本模块为量化策略回测框架中的指标系统,该模块用于衡量策略表现,现可支持如下指标:
表 1:回测系统策略表现衡量指标及说明
指标名称 | 代码指标 | 指标含义说明 |
---|---|---|
年化收益率 | Return | 策略的年化收益率 |
年化波动率 | Sigma | 策略的年化波动率 |
收益-风险比 | R/S | 策略年化收益率:策略年化波动率 |
偏度 | Skew | 策略收益率序列的偏度 |
峰度 | Kurt | 策略收益率序列的峰度 |
最大回撤 | MDD | 策略净值序列的最大回撤值 |
最大回撤比率 | MDD_R | 策略净值序列的的最大回撤比率 |
最大回撤周期 | MDD_P | 策略净值序列的的最大回撤周期长度 |
在险价值 | VaR | 策略最坏条件下的损失情况 |
条件在险价值 | CVaR | 策略最坏条件下的平均损失 |
策略赢率 | Odd | 策略正收益天数-负收益天数比率 |
下行风险(半方差) | DR | 低于平均收益率与均值的均方和 |
夏普比率 | SR | 策略单位波动率上的收益率 |
詹森Alpha | Alpha | 策略收益率无法由市场风险解释的收益 |
系统性风险 | Beta | 策略收益率在市场风险中的暴露敞口 |
特雷诺比率 | TR | 策略单位系统风险上的收益率 |
注:本模块会随着需求而升级换代。现在的版本为0.0.2,最后更新时间:5/29/2020
0.0.1 版功能更新
该版本为原始版本。
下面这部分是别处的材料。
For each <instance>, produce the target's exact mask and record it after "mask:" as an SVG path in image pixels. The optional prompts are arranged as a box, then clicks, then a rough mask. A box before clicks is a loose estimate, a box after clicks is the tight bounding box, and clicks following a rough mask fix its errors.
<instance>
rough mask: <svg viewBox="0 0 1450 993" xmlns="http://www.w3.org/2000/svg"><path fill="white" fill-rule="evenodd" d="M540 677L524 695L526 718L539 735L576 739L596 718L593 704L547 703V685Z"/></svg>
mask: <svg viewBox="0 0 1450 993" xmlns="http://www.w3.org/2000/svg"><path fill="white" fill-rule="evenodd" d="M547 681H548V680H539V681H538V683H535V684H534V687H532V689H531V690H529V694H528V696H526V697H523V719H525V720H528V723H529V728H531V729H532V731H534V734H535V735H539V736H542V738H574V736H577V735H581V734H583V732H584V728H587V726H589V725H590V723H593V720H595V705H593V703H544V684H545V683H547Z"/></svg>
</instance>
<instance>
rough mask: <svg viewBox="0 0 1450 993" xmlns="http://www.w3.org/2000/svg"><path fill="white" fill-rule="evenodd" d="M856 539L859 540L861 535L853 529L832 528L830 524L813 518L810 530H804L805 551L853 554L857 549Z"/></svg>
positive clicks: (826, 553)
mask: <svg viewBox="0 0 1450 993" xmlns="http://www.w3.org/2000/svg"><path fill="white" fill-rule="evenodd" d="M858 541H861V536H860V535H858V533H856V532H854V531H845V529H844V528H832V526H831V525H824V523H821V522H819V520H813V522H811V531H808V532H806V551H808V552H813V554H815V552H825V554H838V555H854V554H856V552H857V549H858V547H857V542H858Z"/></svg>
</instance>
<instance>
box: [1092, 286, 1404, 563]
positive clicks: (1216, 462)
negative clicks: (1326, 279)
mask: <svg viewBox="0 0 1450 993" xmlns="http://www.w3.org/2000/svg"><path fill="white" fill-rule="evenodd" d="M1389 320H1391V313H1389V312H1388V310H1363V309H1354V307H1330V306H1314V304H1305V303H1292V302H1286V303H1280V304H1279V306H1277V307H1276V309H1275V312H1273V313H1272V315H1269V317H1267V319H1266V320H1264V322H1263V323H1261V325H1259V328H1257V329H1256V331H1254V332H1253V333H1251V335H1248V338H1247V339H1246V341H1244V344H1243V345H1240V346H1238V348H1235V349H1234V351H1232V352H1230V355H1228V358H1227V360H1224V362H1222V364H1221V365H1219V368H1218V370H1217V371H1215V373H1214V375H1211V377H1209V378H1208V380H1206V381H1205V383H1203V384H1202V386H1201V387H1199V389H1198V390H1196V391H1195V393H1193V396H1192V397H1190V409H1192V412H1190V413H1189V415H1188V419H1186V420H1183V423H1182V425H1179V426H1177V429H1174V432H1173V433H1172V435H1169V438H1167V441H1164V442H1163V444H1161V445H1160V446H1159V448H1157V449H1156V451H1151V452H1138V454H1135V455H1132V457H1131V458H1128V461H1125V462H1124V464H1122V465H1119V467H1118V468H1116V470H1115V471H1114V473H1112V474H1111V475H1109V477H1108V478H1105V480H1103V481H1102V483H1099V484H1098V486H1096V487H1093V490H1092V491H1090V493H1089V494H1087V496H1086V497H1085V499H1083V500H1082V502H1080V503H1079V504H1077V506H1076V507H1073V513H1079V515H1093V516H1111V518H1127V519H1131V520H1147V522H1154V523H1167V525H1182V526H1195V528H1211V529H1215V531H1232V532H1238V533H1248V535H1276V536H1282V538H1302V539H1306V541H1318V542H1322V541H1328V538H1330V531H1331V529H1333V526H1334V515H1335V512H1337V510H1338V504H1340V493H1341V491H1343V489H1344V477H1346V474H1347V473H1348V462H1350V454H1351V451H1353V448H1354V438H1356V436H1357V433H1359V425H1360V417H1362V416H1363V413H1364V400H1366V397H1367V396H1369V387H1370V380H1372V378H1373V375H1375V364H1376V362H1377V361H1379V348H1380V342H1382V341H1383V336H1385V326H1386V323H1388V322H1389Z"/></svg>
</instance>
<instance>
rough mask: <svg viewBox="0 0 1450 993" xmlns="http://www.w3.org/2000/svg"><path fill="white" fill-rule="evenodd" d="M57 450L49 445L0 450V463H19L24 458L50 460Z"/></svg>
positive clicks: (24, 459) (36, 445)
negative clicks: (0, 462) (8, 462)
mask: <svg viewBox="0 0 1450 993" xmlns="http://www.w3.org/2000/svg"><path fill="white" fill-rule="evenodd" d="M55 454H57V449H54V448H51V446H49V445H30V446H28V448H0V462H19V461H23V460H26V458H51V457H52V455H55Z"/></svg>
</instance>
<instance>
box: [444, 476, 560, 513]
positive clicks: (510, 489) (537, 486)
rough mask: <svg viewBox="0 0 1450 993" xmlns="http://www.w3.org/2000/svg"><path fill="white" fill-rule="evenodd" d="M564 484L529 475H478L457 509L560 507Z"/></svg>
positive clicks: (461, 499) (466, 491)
发布时间5/18/2020.
0.0.2 版功能更新
发布时间:5/29/2020
(1)加入Performance模块,加入更多指标
(2)修改了CVaR模块算法的bug
(3)收益序列和净值序列暂时仅支持二维list类型输入,暂不支持DataFrame格式,会在下一版本进行更新==
# -*- coding: utf-8 -*-
# author: Mikey_Sun time: 5/16/2020
# all copyright belongs to the author. NO COPY ALLOWED.
import numpy as np
import pandas as pd
import math
from scipy import stats
##################################
##### Module 0: 更新版本说明 ######
##################################
def print_version():
version = '0.0.2'
print("现在版本为:{}".format{version})
#########################################
##### Module 1: 名称、格式相关的内嵌模块 ####
#########################################
# 1. 设置策略名称(若收益序列为DataFrame格式,则保留该策略名称;否则根据输入顺序命名为“策略x号”)
def set_name(r_series):
columns = []
if type(r_series) == pd.DataFrame:
columns = r_series.columns
else:
for i in range(len(r_series)):
columns.append("策略" + str(i+1) + "号")
return columns
# 2. 设置收益序列的频率
def set_period(Period):
T = 1 # 首先默认参数为年化指标
Period = str(Period).upper()
if Period is 'D' or 'DAY' or 'DAILY': # 日频数据
T = 242
elif Period is 'W' or 'WEEK' or 'WEEKLY': # 周频数据
T = 49
elif Period is 'M' or 'MONTH' or 'MONTHLY': # 月频数据
T = 12
elif Period is 'S' or 'SEASON' or 'SEASONAL' or 'Q' or 'Quarter' or 'Quarterly': # 季频数据
T = 4
elif Period is 'Y' or 'YEAR' or 'YEARLY': # 年化数据
T = 1
else:
pass # 可以进一步拓展
return T
#########################################
## Module 1: 收益率序列一阶至三阶矩计算模块 ##
#########################################
# 1. 矩量名称索引函数(支持一阶、二阶、三阶、四阶矩量)
def Annualized_Moment_indicators():
return ['Return', 'Sigma', 'R/S', 'Skew', 'Kurt']
# 2. 矩量计算函数
def Annualized_Moment(r_series, Period = 'Y', indicators = Annualized_Moment_indicators(), output_type = 'DataFrame'):
"""
计算序列样本矩。矩算法时间复杂度:O(m·n)
:param r_series: 收益率数据,默认格式为pd.DataFrame
:param Period: str格式,输入的收益率数据频率(可以输入:‘D’(日频)、 ‘W’(周频)、 ‘M’(月频)、 ‘S’(季频)、 ‘Y’(年频)。默认收益率序列为年频数据)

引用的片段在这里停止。